Ordinary Application
The first application for patent filed in the Patent Office without claiming priority from any application or without any reference to any other application under process in the Patent office is called an ordinary application.

Convention application
When an applicant files a patent application, claiming a priority date based on the same or substantially similar application filed in one or more of the convention countries, it is called a convention application. To get a convention status, an applicant should file the application before any of the patent offices within 12 months from the date of first application in the convention country.

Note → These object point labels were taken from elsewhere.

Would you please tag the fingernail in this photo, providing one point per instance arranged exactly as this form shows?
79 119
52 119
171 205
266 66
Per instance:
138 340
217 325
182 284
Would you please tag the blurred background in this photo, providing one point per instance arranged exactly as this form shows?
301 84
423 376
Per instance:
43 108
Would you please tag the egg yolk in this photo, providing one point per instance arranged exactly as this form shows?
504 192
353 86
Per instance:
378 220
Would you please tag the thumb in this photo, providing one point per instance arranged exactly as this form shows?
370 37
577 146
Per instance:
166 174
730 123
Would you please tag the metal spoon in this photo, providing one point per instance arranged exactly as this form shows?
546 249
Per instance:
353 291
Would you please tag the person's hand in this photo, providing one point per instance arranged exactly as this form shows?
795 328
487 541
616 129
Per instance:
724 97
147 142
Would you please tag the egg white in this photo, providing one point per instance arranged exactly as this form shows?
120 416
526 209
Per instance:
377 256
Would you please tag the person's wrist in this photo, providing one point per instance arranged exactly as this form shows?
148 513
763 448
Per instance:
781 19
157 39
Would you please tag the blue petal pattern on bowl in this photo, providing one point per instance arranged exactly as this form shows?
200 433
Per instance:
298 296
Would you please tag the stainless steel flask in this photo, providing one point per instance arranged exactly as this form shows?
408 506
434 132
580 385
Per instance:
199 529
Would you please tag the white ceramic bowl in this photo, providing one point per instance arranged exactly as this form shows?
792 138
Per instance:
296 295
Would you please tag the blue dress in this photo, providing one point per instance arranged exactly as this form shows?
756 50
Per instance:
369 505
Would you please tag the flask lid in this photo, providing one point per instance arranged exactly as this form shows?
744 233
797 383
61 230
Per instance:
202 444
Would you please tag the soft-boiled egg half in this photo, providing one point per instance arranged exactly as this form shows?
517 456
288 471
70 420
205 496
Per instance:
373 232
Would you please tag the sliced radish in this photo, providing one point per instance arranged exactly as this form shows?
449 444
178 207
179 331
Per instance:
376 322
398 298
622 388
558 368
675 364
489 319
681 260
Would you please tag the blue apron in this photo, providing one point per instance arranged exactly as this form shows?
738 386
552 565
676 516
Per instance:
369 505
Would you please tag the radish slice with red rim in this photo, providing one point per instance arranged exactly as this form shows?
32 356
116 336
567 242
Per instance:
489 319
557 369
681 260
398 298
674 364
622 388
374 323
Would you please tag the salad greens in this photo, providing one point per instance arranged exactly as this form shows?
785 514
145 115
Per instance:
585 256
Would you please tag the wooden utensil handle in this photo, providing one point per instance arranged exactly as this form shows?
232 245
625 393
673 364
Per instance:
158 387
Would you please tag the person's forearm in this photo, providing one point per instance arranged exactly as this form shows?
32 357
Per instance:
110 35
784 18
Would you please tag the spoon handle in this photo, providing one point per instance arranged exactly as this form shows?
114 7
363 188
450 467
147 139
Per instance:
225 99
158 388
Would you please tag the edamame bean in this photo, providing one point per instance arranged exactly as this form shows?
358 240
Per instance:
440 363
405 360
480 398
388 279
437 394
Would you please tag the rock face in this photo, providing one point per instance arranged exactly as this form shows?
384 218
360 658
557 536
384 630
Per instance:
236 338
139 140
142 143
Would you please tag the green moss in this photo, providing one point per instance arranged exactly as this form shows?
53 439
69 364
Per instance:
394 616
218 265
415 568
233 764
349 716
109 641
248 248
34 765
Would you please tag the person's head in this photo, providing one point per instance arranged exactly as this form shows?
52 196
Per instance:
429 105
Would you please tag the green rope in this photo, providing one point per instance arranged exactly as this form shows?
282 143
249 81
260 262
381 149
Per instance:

PCT- International Application
The Patent Cooperation Treaty or PCT is an international agreement for filing patent applications. However, there is nothing called as a 'world patent'

The PCT application does not provide for the grant of an international patent, it simply provides a streamlined process for the patent application process in many countries at the same time. Some of the benefits of the system are:

National Phase Application under PCT
The PCT-national phase must follow the international phase. The applicant must individually 'enter into the national phase'. i.e. file a National phase application in each county he wishes to enter. The applicant can enter the national phase in up to 138 countries within 30-31 months (depends on the laws of the designated countries) from the international filing date or priority date (whichever is earlier). If the applicant does not enter the national phase within the prescribed time limit, the International Application loses its effect in the designated or elected States.

Patent of Addition
Patent of addition is an application made for a patent in respect of any improvement or modification of an invention described or disclosed in the complete specification already applied for or has a patent.

In order to be patentable an improvement, should be something more than a mere workshop improvement and must independently satisfy the test of invention. The major benefit is the exemption of renewal fee so long as the main patent is renewed. A patent of addition lapses with the cessation of the main patent.

Divisional Application
A divisional application is one which has been "divided" from an existing application. The applicant, at any time before the grant of a patent can file a further application, if he so desires or if an objection is raised by the examiner on the ground that the claims disclosed in the complete specification relates to more than one invention. A divisional application can only contain subject matter in the application from which it is divided (its parent), but retains the filing and priority date of that parent. A divisional application is useful if a unity of invention objection is issued, in which case the second invention can be protected as a divisional application.